I have a strong preference for bikes that have real braze-ons so I have maximum versatility with rack and fender selection. I prefer to choose the rack and fender set based on their performance attributes, rather than solely on whether they will fit my bike. Too many carbon and aluminum bikes have been eliminating the full complement of braze-ons, so that kinda pushes folks into older/cheaper alu bikes or into a steel bike, most of which have a full set of braze ons and eyelets. 

My last commuter required me to share the rear eyelets with the fender AND the rack with longer bolts, and I just didn't like the interface much. I'm trying to order a Vaya frameset from my LBS. I missed getting the last 2013 by less than a day, so now I've gotta wait for the 2014 framesets to become available. I know a guy with an older Vaya and he absolutely loves the bike. He is completely carless and uses it as his sole transportation.


----------



## jhmeathead (Apr 15, 2013)

Thats another thing im wondering. I live in Utah so winters will have snow. How is carbon in the cold weather?

Ive looked at the Vaya and the 2 is a bit out of my range pricewise and i didnt like the shifters on the 3.

I can probably find somethingt really nice used but ive been saving for almost a year So id prefer something new.

Whats yalls opinion on the Awol?
Steel frame able to fit 29x2.1's. How is the group set?

Specialized Bicycle Components

http://specialized.scene7.com/is/image/Specialized/64578?$Large$


----------



## AZ (Apr 14, 2009)

jhmeathead said:


> Thats another thing im wondering. I live in Utah so winters will have snow. How is carbon in the cold weather?
> 
> Ive looked at the Vaya and the 2 is a bit out of my range pricewise and i didnt like the shifters on the 3.
> 
> ...


No worries about Carbon in cold climates, carbon is regularly flown in temps. far below any temps. that you would expose it too.

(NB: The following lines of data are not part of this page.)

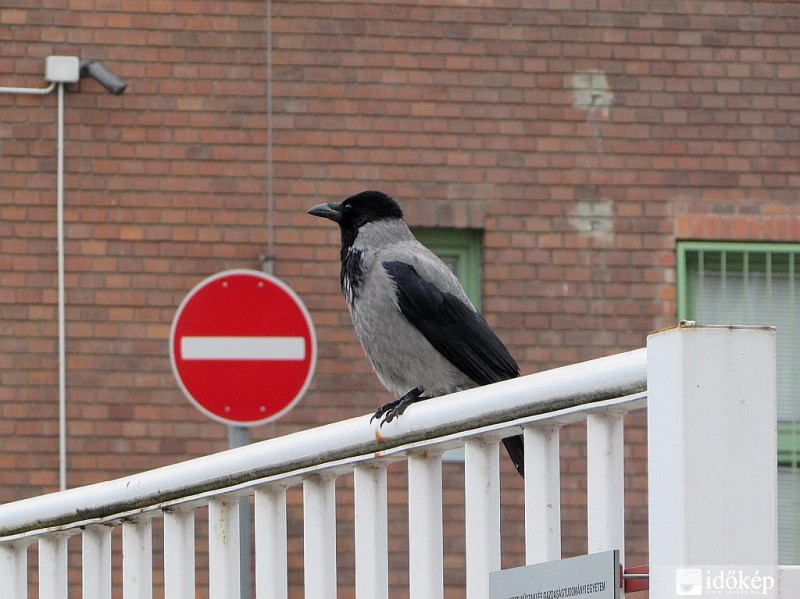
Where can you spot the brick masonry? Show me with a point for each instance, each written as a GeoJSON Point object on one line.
{"type": "Point", "coordinates": [584, 137]}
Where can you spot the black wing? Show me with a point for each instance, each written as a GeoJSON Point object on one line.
{"type": "Point", "coordinates": [452, 327]}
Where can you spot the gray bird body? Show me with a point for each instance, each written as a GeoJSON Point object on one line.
{"type": "Point", "coordinates": [399, 353]}
{"type": "Point", "coordinates": [420, 332]}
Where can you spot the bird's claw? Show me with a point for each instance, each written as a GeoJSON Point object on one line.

I'd do a build on the AWOL frame set.


----------



## big_papa_nuts (Mar 29, 2010)

If you look closely at the Gaint disc rack you can see two holes in the center for use with a single center strut. You would simply use the single hole in the frame for the strut. Other racks can be found that will work but usually designers only go as far as to make frames work with their parts.


----------



## jrm (Jan 12, 2004)

It looks like a 40 will clear the fork but i dont know about the stays..maybe a 35-37? I'd love to know 1) how much it weighs and 2) if its available as a frameset


----------



## newfangled (Sep 13, 2010)

That giant looks way too pretty for a rack.

I say this as someone who happily has racks on all my bikes, but they definitely add a certain jeepy or tankish aesthetic to the build. Every so often someone posts a beautiful old road frame, and I think that I should get one of those. And then I realize that I'd just stick a rack on it, which would be a crime. 

The awol and crossrip look much more rackable.


----------